Лето сорок третьего. Жара. В некоторые дни – 35 градусов. Трупы за несколько часов неимоверно раздувает. Лопается одежда. Не продохнуть. В голове начинается шум, гул. Перед глазами летают мушки. Тошнит.

А однажды, помню, нас с передовой отвели на отдых, в тыл. Отошли километра на три. Солдаты начали пошатываться. А чуть погодя и вовсе пошли как пьяные. Так действовал свежий воздух.

В то время я был уже сержантом, командиром отделения. Воевал в составе Отдельной Приморской армии, в 1137-м стрелковом полку 339-й стрелковой дивизии.

Стояли мы под хуторами Русскими на северной оконечности Таманского полуострова. И нас поддерживал женский авиационный полк ночных бомбардировщиков. Позади нас был Темрюк, за проливом – Тамань. Ночные бомбардировщики помогали нам форсировать Керченский пролив. Высадились мы в поселке Опасное.

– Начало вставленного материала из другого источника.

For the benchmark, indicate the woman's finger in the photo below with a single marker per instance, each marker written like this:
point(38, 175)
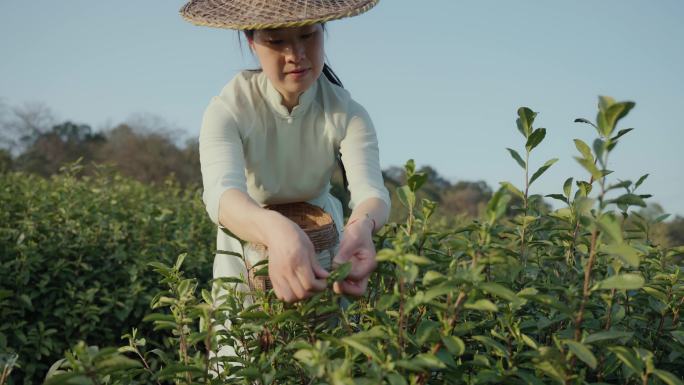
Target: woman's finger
point(282, 290)
point(296, 287)
point(354, 288)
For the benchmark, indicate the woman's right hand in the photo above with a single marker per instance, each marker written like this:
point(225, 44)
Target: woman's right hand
point(293, 267)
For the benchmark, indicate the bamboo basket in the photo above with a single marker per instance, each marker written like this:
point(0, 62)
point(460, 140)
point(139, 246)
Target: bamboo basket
point(318, 226)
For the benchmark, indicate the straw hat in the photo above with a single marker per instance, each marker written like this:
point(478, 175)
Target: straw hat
point(264, 14)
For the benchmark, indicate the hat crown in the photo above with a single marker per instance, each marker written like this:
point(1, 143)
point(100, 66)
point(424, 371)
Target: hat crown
point(263, 14)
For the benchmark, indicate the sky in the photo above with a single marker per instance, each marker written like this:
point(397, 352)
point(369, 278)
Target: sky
point(441, 79)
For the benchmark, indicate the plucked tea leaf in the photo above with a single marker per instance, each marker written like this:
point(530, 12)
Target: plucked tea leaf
point(416, 181)
point(340, 273)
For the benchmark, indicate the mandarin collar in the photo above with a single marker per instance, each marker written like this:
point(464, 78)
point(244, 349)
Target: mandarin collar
point(275, 100)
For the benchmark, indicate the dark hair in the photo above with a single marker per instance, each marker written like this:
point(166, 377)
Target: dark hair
point(327, 71)
point(332, 78)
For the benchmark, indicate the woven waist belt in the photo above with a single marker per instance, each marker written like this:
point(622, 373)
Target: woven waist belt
point(314, 221)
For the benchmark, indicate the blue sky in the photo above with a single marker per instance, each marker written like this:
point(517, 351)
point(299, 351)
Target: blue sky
point(441, 79)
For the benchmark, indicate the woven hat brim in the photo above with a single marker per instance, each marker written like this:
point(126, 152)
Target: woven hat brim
point(229, 14)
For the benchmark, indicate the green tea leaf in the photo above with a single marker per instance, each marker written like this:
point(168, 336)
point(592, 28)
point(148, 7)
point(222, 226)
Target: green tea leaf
point(542, 169)
point(584, 149)
point(363, 348)
point(567, 187)
point(626, 253)
point(482, 305)
point(499, 291)
point(627, 281)
point(525, 120)
point(610, 226)
point(517, 157)
point(416, 181)
point(620, 134)
point(582, 352)
point(512, 189)
point(608, 335)
point(629, 200)
point(454, 344)
point(535, 138)
point(667, 377)
point(406, 197)
point(340, 273)
point(640, 181)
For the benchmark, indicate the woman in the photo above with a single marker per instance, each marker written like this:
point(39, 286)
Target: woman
point(272, 136)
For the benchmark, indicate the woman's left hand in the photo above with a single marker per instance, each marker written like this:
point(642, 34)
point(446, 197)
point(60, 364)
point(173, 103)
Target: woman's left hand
point(356, 247)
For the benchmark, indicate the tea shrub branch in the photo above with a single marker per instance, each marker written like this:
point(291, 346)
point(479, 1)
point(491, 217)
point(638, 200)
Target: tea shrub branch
point(522, 295)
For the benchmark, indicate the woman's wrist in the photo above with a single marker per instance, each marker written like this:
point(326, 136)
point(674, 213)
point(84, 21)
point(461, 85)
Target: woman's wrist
point(366, 221)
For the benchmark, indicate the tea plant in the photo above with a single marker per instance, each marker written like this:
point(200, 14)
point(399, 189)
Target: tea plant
point(73, 259)
point(522, 295)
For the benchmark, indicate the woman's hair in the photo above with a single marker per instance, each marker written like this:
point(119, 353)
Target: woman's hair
point(327, 71)
point(332, 78)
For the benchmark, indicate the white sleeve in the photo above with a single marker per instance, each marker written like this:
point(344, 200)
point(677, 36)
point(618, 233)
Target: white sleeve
point(361, 158)
point(221, 155)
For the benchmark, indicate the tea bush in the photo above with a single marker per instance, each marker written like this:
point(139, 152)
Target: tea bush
point(74, 255)
point(576, 295)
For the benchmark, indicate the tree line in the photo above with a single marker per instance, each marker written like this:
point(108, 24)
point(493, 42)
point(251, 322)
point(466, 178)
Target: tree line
point(148, 150)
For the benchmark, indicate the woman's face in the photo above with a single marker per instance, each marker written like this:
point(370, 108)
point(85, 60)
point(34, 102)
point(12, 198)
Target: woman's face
point(291, 58)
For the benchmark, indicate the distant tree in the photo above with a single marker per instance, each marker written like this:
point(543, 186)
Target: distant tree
point(5, 160)
point(64, 143)
point(675, 231)
point(21, 126)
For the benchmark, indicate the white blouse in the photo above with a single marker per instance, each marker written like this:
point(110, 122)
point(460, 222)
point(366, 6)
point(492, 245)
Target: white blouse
point(249, 141)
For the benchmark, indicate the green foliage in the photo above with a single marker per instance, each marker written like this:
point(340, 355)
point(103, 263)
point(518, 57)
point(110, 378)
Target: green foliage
point(521, 295)
point(74, 255)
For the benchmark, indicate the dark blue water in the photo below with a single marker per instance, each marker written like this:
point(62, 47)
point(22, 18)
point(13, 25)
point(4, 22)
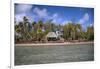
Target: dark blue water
point(53, 54)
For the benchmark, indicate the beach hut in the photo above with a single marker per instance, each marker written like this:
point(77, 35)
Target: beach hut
point(51, 36)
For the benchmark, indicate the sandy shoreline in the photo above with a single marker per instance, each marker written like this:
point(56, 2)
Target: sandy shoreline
point(53, 44)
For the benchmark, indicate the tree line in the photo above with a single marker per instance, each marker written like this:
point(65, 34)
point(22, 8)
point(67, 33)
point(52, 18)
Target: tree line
point(36, 31)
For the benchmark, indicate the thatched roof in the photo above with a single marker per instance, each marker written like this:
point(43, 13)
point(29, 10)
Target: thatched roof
point(52, 34)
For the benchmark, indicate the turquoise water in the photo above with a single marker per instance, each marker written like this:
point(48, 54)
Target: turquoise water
point(53, 54)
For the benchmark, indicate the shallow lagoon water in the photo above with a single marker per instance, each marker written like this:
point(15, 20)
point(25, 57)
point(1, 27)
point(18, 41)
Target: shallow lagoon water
point(53, 54)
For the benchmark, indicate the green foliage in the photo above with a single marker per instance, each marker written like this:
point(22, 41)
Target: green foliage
point(34, 31)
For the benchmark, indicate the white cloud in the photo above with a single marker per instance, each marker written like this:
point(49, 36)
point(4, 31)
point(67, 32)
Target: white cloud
point(84, 18)
point(55, 15)
point(22, 8)
point(41, 13)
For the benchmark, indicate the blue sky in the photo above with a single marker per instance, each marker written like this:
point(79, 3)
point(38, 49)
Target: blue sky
point(58, 14)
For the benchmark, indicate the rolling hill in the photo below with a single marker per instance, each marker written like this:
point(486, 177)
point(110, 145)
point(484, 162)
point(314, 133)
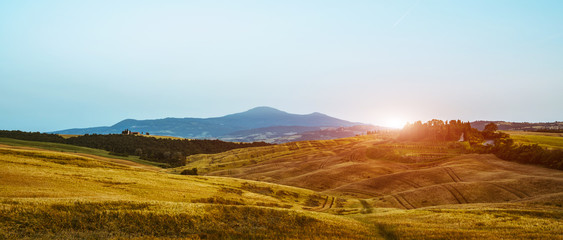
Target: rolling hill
point(366, 187)
point(257, 124)
point(389, 174)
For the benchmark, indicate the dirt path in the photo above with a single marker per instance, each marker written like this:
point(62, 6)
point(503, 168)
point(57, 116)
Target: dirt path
point(103, 159)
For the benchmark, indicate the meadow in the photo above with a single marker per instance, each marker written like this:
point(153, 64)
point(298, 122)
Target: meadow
point(365, 187)
point(545, 140)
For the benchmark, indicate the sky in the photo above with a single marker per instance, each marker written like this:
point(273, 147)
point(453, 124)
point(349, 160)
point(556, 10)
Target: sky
point(73, 64)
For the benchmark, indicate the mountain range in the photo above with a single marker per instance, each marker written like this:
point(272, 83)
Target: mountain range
point(257, 124)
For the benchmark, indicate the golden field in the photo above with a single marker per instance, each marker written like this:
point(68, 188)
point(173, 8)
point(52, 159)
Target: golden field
point(367, 187)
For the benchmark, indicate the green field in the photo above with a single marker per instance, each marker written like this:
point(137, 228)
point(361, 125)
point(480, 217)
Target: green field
point(55, 191)
point(73, 149)
point(546, 140)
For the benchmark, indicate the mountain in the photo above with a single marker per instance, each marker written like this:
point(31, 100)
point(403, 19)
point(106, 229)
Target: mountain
point(258, 120)
point(519, 126)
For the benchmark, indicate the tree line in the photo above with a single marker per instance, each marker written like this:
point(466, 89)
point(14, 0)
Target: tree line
point(170, 151)
point(503, 146)
point(453, 130)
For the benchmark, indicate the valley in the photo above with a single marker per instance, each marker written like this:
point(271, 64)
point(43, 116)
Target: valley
point(364, 187)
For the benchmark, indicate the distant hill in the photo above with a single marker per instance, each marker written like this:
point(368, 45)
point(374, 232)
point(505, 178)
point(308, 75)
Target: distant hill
point(519, 126)
point(257, 124)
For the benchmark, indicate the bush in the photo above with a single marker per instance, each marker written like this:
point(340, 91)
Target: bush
point(192, 171)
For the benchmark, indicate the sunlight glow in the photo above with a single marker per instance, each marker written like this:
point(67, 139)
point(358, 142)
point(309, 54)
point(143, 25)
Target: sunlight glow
point(394, 122)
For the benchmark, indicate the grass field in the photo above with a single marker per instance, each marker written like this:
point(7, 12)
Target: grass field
point(60, 195)
point(546, 140)
point(73, 149)
point(356, 188)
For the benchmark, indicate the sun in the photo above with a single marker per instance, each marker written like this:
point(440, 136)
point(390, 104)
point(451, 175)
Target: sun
point(394, 122)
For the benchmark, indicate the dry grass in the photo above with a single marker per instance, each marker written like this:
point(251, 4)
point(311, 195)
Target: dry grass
point(52, 195)
point(546, 140)
point(358, 188)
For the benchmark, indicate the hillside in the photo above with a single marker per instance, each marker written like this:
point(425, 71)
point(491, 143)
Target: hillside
point(519, 126)
point(47, 194)
point(221, 127)
point(389, 174)
point(52, 195)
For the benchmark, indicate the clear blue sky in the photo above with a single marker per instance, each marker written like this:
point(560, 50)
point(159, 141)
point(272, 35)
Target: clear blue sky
point(67, 64)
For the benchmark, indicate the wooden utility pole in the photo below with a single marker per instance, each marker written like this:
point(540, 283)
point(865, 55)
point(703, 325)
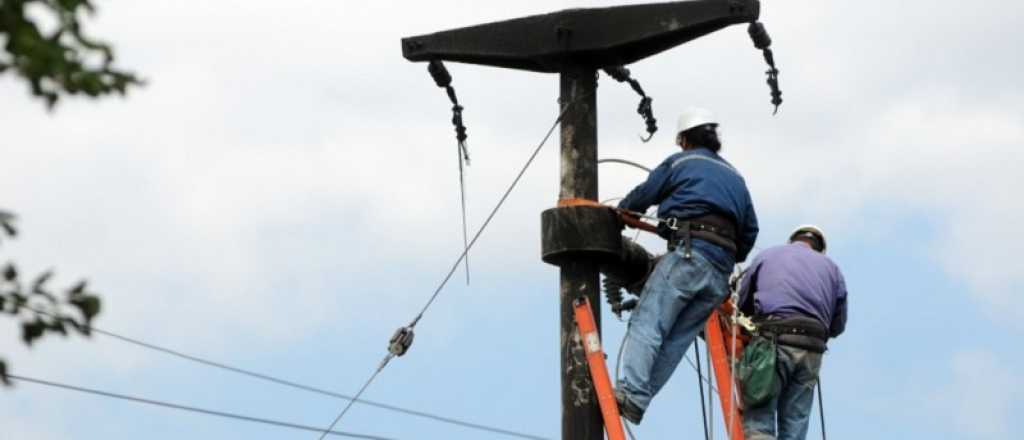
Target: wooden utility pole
point(581, 413)
point(576, 44)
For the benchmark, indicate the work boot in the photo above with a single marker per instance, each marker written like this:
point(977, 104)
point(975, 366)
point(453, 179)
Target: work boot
point(628, 409)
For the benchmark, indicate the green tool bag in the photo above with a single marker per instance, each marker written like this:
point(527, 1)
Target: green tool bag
point(759, 382)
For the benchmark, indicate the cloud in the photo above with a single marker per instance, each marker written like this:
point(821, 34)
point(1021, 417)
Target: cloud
point(982, 397)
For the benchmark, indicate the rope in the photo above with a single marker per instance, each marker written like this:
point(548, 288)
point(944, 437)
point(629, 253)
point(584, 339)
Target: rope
point(190, 408)
point(732, 364)
point(821, 409)
point(301, 387)
point(462, 257)
point(704, 410)
point(443, 80)
point(711, 403)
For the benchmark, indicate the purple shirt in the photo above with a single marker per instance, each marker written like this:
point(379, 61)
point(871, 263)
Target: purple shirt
point(795, 280)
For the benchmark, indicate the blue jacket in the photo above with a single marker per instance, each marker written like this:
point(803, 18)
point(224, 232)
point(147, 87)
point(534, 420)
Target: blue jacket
point(697, 182)
point(796, 280)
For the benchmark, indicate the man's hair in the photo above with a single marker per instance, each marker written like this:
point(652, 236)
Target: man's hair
point(704, 135)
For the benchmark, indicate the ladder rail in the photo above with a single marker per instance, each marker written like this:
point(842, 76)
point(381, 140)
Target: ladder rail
point(598, 368)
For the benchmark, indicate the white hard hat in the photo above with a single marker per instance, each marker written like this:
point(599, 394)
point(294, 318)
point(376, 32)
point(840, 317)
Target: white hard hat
point(694, 117)
point(812, 229)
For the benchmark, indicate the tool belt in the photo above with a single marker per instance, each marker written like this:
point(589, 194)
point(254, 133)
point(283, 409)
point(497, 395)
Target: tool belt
point(799, 332)
point(716, 229)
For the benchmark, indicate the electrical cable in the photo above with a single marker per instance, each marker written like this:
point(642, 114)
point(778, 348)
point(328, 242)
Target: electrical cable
point(299, 386)
point(409, 328)
point(624, 162)
point(494, 211)
point(192, 408)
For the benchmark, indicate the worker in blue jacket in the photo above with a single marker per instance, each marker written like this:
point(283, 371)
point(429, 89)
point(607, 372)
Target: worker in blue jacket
point(797, 296)
point(709, 221)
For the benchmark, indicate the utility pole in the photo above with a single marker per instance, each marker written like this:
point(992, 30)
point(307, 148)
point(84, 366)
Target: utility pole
point(576, 44)
point(581, 413)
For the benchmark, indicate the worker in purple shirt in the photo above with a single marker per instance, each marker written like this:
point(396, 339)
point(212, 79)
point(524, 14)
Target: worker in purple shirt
point(796, 294)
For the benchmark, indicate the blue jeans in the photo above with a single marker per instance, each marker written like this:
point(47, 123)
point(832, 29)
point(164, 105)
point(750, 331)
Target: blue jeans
point(674, 306)
point(798, 369)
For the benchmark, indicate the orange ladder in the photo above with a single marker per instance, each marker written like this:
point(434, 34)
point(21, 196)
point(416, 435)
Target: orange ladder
point(598, 369)
point(718, 336)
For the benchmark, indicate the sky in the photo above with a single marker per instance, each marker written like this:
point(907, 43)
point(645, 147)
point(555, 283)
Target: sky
point(281, 196)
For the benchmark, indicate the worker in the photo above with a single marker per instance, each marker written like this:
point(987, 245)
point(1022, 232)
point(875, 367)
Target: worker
point(798, 297)
point(709, 221)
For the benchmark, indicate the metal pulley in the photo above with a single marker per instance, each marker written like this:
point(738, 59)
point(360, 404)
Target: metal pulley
point(400, 341)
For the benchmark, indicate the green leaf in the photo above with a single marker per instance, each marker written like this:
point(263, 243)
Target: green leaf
point(79, 289)
point(9, 272)
point(39, 283)
point(32, 331)
point(3, 374)
point(88, 305)
point(57, 326)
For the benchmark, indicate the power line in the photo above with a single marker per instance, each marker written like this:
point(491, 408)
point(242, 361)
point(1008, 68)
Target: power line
point(501, 202)
point(193, 408)
point(303, 387)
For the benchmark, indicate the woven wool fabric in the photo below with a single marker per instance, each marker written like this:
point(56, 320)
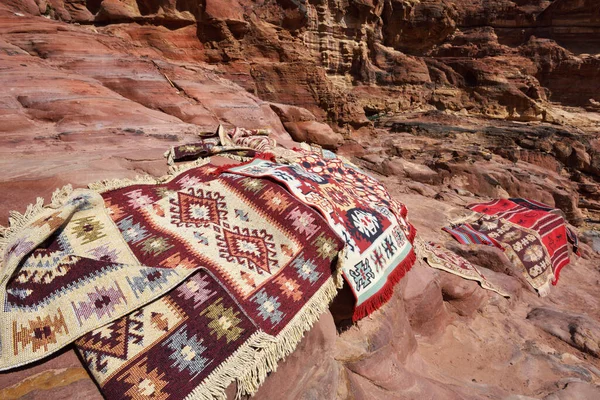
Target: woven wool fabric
point(441, 258)
point(91, 261)
point(546, 222)
point(466, 234)
point(73, 272)
point(534, 237)
point(378, 238)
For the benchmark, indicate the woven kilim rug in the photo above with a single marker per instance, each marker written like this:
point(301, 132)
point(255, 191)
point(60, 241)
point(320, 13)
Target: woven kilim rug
point(373, 226)
point(248, 283)
point(534, 237)
point(439, 257)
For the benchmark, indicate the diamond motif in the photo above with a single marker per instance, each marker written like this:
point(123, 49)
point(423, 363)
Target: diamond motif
point(254, 248)
point(199, 209)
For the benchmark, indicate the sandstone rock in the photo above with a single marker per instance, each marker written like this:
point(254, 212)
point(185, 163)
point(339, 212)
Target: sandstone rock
point(579, 331)
point(418, 172)
point(576, 391)
point(287, 113)
point(314, 132)
point(568, 203)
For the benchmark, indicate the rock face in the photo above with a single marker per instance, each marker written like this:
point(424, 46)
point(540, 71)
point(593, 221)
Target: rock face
point(448, 102)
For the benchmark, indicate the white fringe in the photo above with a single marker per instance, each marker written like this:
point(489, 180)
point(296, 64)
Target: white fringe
point(259, 355)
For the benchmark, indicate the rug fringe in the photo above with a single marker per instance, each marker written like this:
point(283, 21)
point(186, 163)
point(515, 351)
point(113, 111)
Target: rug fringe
point(384, 294)
point(60, 196)
point(17, 222)
point(260, 354)
point(287, 340)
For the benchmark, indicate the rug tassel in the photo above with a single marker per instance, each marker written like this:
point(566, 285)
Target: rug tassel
point(387, 291)
point(18, 221)
point(260, 355)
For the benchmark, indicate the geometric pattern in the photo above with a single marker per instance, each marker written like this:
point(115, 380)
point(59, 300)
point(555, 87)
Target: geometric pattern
point(357, 207)
point(164, 286)
point(252, 248)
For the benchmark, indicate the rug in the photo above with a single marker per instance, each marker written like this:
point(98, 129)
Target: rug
point(378, 239)
point(549, 223)
point(441, 258)
point(99, 262)
point(533, 235)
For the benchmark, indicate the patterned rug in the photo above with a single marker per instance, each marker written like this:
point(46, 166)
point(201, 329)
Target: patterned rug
point(378, 238)
point(247, 286)
point(533, 235)
point(441, 258)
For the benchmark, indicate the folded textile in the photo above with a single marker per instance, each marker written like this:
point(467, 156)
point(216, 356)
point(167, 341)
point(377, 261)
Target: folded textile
point(100, 265)
point(441, 258)
point(533, 235)
point(547, 222)
point(466, 234)
point(378, 237)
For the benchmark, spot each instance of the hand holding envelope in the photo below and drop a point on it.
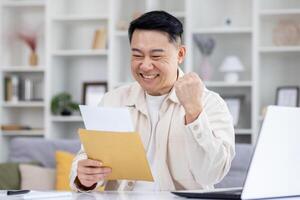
(115, 145)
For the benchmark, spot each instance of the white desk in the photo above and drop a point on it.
(124, 196)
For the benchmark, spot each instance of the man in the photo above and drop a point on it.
(186, 129)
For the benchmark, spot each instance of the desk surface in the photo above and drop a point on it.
(123, 196)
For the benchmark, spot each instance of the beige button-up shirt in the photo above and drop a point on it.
(193, 156)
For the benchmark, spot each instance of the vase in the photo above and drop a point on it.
(206, 68)
(33, 59)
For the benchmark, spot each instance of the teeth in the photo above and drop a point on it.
(148, 76)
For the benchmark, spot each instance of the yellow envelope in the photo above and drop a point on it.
(121, 151)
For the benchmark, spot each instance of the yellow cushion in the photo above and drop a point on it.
(63, 168)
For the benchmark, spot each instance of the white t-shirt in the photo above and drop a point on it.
(153, 104)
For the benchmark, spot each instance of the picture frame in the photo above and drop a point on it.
(93, 92)
(287, 96)
(234, 104)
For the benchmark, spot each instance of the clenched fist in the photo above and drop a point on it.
(189, 91)
(89, 172)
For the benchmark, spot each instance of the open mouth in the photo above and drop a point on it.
(149, 76)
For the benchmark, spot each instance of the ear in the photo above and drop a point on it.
(181, 54)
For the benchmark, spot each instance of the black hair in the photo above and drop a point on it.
(160, 21)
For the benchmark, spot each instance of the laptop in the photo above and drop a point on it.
(274, 170)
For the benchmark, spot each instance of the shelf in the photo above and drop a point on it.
(243, 131)
(279, 49)
(24, 104)
(74, 18)
(226, 84)
(66, 119)
(88, 52)
(38, 132)
(22, 69)
(23, 3)
(272, 12)
(223, 30)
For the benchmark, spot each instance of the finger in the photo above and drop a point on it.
(92, 178)
(90, 163)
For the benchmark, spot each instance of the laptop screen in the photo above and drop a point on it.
(275, 166)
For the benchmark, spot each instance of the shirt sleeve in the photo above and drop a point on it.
(211, 135)
(81, 155)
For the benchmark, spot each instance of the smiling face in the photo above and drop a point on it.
(154, 61)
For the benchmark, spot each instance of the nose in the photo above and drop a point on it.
(146, 64)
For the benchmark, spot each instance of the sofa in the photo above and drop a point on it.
(42, 151)
(38, 163)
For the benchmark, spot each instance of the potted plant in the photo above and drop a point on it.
(62, 104)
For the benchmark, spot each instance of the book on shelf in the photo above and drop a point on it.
(100, 37)
(12, 88)
(18, 88)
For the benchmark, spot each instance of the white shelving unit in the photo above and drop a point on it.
(25, 16)
(67, 59)
(276, 65)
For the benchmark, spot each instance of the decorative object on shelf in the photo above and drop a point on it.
(234, 105)
(93, 92)
(12, 88)
(287, 96)
(231, 65)
(286, 33)
(100, 38)
(227, 21)
(62, 104)
(30, 39)
(27, 89)
(206, 46)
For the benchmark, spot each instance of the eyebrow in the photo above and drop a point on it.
(152, 51)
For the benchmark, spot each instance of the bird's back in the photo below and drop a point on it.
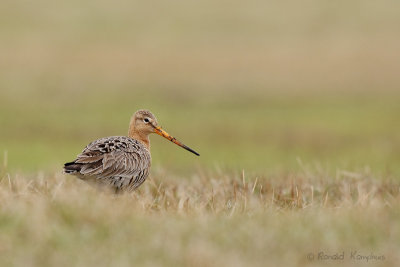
(119, 162)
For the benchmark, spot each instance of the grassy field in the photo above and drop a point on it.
(293, 107)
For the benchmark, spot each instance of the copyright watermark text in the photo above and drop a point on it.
(353, 255)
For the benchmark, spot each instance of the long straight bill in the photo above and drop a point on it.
(164, 134)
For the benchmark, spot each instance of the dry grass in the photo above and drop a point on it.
(210, 219)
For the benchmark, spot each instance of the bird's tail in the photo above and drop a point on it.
(72, 167)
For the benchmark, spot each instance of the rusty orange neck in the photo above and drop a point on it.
(144, 138)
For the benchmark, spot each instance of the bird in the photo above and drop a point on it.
(120, 163)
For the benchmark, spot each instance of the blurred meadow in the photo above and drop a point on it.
(276, 89)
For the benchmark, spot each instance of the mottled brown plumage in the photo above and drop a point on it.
(119, 162)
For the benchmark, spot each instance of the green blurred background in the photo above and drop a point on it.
(252, 85)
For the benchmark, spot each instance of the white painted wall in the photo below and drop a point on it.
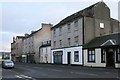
(46, 52)
(65, 58)
(56, 50)
(72, 49)
(97, 59)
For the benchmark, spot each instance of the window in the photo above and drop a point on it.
(60, 43)
(54, 33)
(54, 44)
(76, 24)
(118, 55)
(60, 31)
(76, 56)
(69, 27)
(102, 25)
(91, 55)
(69, 41)
(103, 53)
(76, 40)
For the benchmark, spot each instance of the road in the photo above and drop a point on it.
(26, 71)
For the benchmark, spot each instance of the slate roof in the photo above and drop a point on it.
(85, 12)
(113, 39)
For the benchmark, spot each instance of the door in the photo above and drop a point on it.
(110, 59)
(69, 57)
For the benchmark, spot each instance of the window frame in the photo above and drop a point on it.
(76, 40)
(60, 42)
(76, 55)
(69, 27)
(103, 56)
(117, 53)
(91, 55)
(69, 41)
(76, 24)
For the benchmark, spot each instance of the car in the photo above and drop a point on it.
(7, 64)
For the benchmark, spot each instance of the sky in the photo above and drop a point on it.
(22, 16)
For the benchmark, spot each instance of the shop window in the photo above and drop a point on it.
(76, 56)
(103, 53)
(118, 55)
(91, 55)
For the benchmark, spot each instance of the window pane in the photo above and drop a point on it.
(119, 57)
(76, 56)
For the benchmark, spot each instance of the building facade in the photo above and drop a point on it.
(41, 35)
(71, 34)
(17, 48)
(45, 52)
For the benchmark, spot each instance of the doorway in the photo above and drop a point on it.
(110, 58)
(69, 57)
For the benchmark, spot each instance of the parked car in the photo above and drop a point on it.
(7, 64)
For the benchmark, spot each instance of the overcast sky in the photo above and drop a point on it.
(18, 18)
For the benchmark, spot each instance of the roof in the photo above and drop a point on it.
(113, 39)
(85, 12)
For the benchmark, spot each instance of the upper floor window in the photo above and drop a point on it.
(91, 55)
(76, 40)
(69, 27)
(76, 24)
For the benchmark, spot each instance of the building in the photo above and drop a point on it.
(5, 56)
(71, 34)
(39, 36)
(28, 48)
(45, 52)
(103, 51)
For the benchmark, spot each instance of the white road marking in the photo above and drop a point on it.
(85, 73)
(26, 76)
(18, 76)
(21, 75)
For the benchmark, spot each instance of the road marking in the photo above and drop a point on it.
(18, 76)
(22, 76)
(26, 76)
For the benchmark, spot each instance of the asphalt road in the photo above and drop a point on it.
(27, 71)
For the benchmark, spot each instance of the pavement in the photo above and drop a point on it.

Вскоре все затихло. У немцев была оборона мощная. Нас они дальше не пропустили. Командный пункт и НП артиллерии они оборудовали на горе Митридат – оттуда хорошо просматривались наши позиции. Время от времени вели обстрелы. Недостатка в снарядах у них, видимо, пока не было.

Мы окопались. Заняли оборону на случай контратаки.

Однажды, когда я дежурил в траншее нашего взвода, к нам на передний край пришли связисты и офицеры из штаба дивизии. Дело было ночью. Установили рацию. Сидят наблюдают. Смотрю, стали проявлять нетерпение. Говорят: «Когда же они появятся?» – «Кто?» – спрашиваю. «Кто… Наши У-2. Девчата-корректировщики».

Оказывается, наша тяжелая артиллерия вышла на позиции и готовилась обстреливать немецкую оборону. Для точной стрельбы батареям нужны были более точные координаты.

Я им тогда и говорю: «А вы знаете, что через каждые двадцать минут наши позиции облетает «ночник»?» Это у немцев был такой ночной истребитель, двухмоторный «Мессершмитт». «Ну и что?» – «Как, – говорю, – что?!» Посмотрел на меня один из офицеров и говорит: «Ты, сержант, делай свое дело. Наблюдай за немецкими траншеями и помалкивай. А тут дело не твоего ума».